Capítulo Dezenove: Purificação dos Ossos e Medula, Yuan Cheng Alcança a Verdade

Desafiando o Caminho Supremo O Herege 3853 palavras 2026-01-30 10:41:19

Zhang Yan observou atentamente o antigo caldeirão de bronze, onde se viam três caracteres antigos gravados: “Caldeirão Purificador”. Ao se aproximar, ainda conseguia perceber um leve traço do qi característico dos praticantes do Dao.

Segundo o jovem discípulo havia dito, esse grande caldeirão fora enviado por ordem do mestre Shi Shoujing.

No entanto, em vez de receber pílulas ou livros de alquimia, lhe enviaram justamente esse caldeirão de bronze. Qual seria o real propósito disso?

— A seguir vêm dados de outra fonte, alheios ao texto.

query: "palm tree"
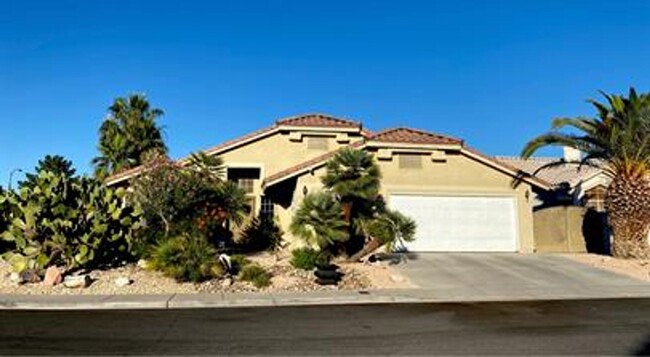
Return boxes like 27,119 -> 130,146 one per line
521,88 -> 650,258
322,148 -> 381,224
92,94 -> 167,177
18,155 -> 76,188
349,208 -> 417,262
289,192 -> 348,249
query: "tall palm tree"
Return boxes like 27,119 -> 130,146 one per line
521,88 -> 650,258
289,192 -> 348,249
92,94 -> 167,177
322,148 -> 381,224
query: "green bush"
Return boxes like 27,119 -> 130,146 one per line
0,171 -> 141,272
291,247 -> 331,270
238,217 -> 282,252
151,234 -> 224,283
239,264 -> 271,288
230,254 -> 253,274
130,154 -> 250,256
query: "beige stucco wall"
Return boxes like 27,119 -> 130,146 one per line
218,130 -> 361,216
533,206 -> 587,253
276,149 -> 534,253
377,153 -> 534,253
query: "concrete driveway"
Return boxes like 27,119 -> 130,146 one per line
398,253 -> 650,300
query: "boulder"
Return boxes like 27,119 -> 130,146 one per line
18,269 -> 41,284
43,265 -> 63,286
115,276 -> 133,287
221,278 -> 232,288
137,259 -> 149,269
63,275 -> 93,289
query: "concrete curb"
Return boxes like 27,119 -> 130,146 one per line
0,285 -> 650,310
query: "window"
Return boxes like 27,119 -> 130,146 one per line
237,178 -> 255,193
260,196 -> 274,218
307,136 -> 329,150
399,154 -> 422,169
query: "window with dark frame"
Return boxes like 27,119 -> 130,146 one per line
260,196 -> 274,218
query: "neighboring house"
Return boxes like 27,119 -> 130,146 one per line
107,114 -> 552,252
496,148 -> 611,212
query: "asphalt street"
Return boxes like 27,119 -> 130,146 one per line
0,299 -> 650,355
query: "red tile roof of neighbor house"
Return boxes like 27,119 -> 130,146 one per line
276,113 -> 361,128
368,128 -> 463,145
262,140 -> 365,187
495,156 -> 602,187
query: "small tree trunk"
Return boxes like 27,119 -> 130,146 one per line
348,237 -> 384,262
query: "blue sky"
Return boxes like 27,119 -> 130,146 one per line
0,0 -> 650,186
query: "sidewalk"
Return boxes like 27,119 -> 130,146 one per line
0,285 -> 650,310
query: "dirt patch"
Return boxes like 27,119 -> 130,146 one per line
0,249 -> 413,295
563,254 -> 650,282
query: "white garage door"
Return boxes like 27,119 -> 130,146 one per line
389,195 -> 517,252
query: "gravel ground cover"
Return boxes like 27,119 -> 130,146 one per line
0,249 -> 414,295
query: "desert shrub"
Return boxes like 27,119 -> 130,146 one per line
239,264 -> 272,288
230,254 -> 253,274
150,233 -> 224,283
131,154 -> 249,256
238,217 -> 282,252
1,171 -> 140,272
291,247 -> 331,270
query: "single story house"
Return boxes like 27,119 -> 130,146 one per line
496,147 -> 611,212
107,114 -> 551,252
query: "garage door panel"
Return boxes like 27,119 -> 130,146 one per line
390,195 -> 517,252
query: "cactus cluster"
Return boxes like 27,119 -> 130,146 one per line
0,171 -> 141,272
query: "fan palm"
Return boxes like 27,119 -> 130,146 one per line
521,88 -> 650,257
92,94 -> 167,177
349,208 -> 417,261
289,192 -> 348,249
322,148 -> 381,220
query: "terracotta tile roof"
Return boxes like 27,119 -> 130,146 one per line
262,141 -> 365,187
368,128 -> 463,145
276,113 -> 361,128
495,156 -> 602,187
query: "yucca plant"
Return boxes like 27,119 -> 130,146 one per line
290,192 -> 348,248
521,88 -> 650,258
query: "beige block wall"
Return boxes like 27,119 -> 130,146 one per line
276,150 -> 534,253
533,206 -> 587,253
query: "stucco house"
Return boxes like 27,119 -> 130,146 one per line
496,147 -> 611,212
107,114 -> 551,252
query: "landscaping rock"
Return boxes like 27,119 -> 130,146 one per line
9,273 -> 24,284
18,269 -> 41,284
221,278 -> 233,288
137,259 -> 149,269
63,275 -> 93,289
43,265 -> 63,286
115,276 -> 133,287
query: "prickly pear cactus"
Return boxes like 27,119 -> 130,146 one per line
0,172 -> 140,271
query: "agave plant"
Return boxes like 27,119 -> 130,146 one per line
521,88 -> 650,258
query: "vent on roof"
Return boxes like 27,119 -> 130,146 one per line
399,154 -> 422,169
307,136 -> 329,150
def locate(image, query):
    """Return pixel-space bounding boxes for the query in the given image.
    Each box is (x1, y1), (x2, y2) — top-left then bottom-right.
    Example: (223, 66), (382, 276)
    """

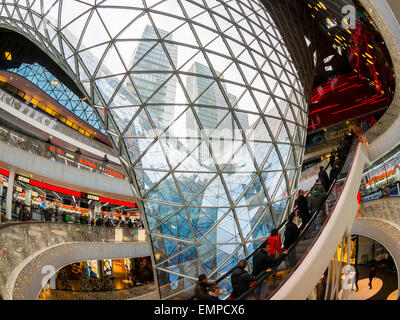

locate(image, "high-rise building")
(130, 25), (177, 127)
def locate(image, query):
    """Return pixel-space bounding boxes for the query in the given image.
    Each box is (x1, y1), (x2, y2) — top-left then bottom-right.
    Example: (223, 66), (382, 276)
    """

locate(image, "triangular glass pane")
(109, 107), (139, 133)
(157, 209), (194, 240)
(146, 175), (182, 205)
(249, 209), (276, 241)
(187, 208), (218, 240)
(143, 200), (179, 230)
(248, 141), (272, 167)
(236, 176), (269, 206)
(125, 108), (155, 138)
(193, 25), (218, 47)
(135, 169), (167, 194)
(201, 212), (241, 244)
(136, 141), (169, 170)
(81, 10), (111, 48)
(237, 90), (259, 113)
(96, 45), (126, 77)
(248, 119), (272, 142)
(263, 148), (282, 171)
(124, 138), (155, 163)
(193, 176), (230, 207)
(223, 173), (254, 202)
(175, 173), (215, 205)
(147, 73), (178, 104)
(224, 145), (256, 172)
(176, 139), (217, 172)
(132, 43), (172, 72)
(110, 77), (141, 107)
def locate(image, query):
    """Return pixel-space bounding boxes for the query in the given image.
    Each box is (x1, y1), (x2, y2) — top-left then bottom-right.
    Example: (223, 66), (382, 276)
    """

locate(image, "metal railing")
(237, 143), (358, 300)
(184, 138), (358, 300)
(0, 127), (127, 180)
(0, 221), (146, 297)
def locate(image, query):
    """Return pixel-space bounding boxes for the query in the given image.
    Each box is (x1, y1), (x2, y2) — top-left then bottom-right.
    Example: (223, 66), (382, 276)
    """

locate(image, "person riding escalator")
(253, 241), (288, 277)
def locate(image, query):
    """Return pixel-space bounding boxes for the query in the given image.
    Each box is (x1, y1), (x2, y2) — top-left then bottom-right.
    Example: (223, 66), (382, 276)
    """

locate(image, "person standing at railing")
(252, 241), (287, 277)
(18, 204), (32, 221)
(294, 190), (311, 230)
(194, 274), (212, 300)
(101, 154), (109, 172)
(329, 164), (340, 184)
(231, 260), (256, 299)
(74, 148), (82, 165)
(308, 185), (327, 216)
(318, 166), (331, 192)
(267, 229), (283, 257)
(283, 213), (300, 268)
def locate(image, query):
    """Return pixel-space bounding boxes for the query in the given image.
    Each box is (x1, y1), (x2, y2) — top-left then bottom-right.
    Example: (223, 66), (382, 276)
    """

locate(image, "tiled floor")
(39, 283), (156, 300)
(339, 265), (398, 300)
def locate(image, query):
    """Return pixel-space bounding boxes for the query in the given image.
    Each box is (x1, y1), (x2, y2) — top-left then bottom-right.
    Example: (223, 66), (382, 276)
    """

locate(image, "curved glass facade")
(0, 0), (307, 297)
(0, 61), (105, 133)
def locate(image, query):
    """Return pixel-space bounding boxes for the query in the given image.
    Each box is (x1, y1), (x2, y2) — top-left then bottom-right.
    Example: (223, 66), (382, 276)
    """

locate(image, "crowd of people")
(195, 130), (356, 300)
(2, 200), (144, 229)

Os mestres do Caminho Celestial raramente agiam sem motivos ocultos. Shi Shoujing, em particular, não lhe daria algo assim sem intenção; desejava, sem dúvida, transmitir-lhe uma mensagem através desse presente.

“Caldeirão... caldeirão...”, murmurou Zhang Yan, caminhando de um lado para o outro, refletindo profundamente sobre o significado. Subitamente, interrompeu o passo, vindo-lhe à mente uma possibilidade: o mestre estaria sugerindo... que ele se tornasse um Guerreiro de Força?

O título de “Guerreiro de Força” soava imponente, mas quem conhecia seu verdadeiro significado sabia que não era tão prestigiado assim. Geralmente, esses guerreiros vinham de discípulos sem linhagem ou de praticantes itinerantes e desamparados.

Ao atingir o estágio de Condensação do Yuan, se alguém demorasse para abrir os meridianos, e a idade avançasse, perdendo o auge da vitalidade, as possibilidades de progresso tornavam-se nulas.

Por isso, muitos, ao perceberem que não teriam futuro na senda imortal, optavam por dispersar todo seu qi pelos membros e ossos, fortalecendo o corpo e tornando-se então Guerreiros de Força.

Se tivessem sorte e algum talento, poderiam, com o auxílio de segredos do clã, fortalecer ainda mais o corpo através de elixires especiais e técnicas proibidas, tornando-se quase invulneráveis.

O termo “Guerreiro Carregador de Caldeirão” referia-se especificamente àqueles que, no estágio de Condensação do Yuan, optavam por esse caminho.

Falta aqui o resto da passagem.